The initial behaviour of strong monopoles is found to be well described by a recent approximate theory for the evolution of azimuthal mode one, even for times longer than the linear Rossby wave period. In the long-time limit, strong monopoles transport particles mainly westward, although the meridional displacement is several times larger than the initial vortex size. The appearance of an annulus with opposite radial gradient of the potential vorticity around the vortex core is demonstrated. This annulus forms owing to the meridional vortex drift on the β-plane and results in reorganization of a strong monopolar vortex into a rotating tripole. A critical value of the vortex intensity is found, below which the tripolar structure does not appear even in the case of an initially shielded vortex. Weak monopolar vortices are able to trap particles and provide some west-meridional fluid transport, even in the case when they decay like a linear Rossby wave packet.

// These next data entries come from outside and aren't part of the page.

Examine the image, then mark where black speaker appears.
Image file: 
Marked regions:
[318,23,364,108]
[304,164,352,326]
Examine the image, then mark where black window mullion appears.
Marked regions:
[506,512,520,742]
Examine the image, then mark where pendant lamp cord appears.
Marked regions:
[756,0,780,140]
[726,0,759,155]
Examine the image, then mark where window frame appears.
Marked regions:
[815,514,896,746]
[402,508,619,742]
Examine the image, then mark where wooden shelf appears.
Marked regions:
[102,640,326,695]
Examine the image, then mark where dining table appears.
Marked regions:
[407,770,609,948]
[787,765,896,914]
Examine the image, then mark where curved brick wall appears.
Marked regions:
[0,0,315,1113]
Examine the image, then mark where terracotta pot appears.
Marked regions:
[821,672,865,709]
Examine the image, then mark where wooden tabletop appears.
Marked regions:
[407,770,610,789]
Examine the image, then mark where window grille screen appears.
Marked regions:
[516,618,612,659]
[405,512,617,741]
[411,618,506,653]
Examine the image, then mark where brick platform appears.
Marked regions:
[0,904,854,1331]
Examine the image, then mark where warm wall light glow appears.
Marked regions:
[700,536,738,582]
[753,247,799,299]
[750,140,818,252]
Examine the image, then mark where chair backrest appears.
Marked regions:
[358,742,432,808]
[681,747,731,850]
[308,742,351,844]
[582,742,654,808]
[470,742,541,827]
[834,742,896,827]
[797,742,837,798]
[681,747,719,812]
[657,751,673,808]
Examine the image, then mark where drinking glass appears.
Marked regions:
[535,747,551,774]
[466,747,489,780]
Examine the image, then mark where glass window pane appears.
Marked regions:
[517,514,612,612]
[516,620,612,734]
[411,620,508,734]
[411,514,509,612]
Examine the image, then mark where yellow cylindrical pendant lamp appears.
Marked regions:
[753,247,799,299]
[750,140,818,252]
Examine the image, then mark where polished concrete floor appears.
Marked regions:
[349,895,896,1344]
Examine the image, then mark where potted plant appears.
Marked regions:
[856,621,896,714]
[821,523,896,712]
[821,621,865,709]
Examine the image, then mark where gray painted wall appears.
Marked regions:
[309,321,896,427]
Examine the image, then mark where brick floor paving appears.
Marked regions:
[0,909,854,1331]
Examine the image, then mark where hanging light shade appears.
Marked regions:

The evolution of initial f-plane dipoles on the β-plane is strongly dependent on the initial direction of propagation. Strong dipoles adjust to steadily propagating modon solutions either accelerating (westward case), decelerating (eastward case) or oscillating with a decaying amplitude (meridional case), thereby carrying trapped particles predominantly eastward. A steady state is not reached if the dipole intensity is below a critical value which depends on the initial direction of propagation. Weak dipoles either decay and shrink owing to Rossby wave radiation (westward case), gradually separate and split (eastward case), or disintegrate (meridional case) without longdistance fluid transport. Thus, on the β-plane monopoles provide mainly westward transport of trapped fluid, whereas dipoles provide mainly eastward transport. Only strong monopoles are found to provide significant meridional fluid transport.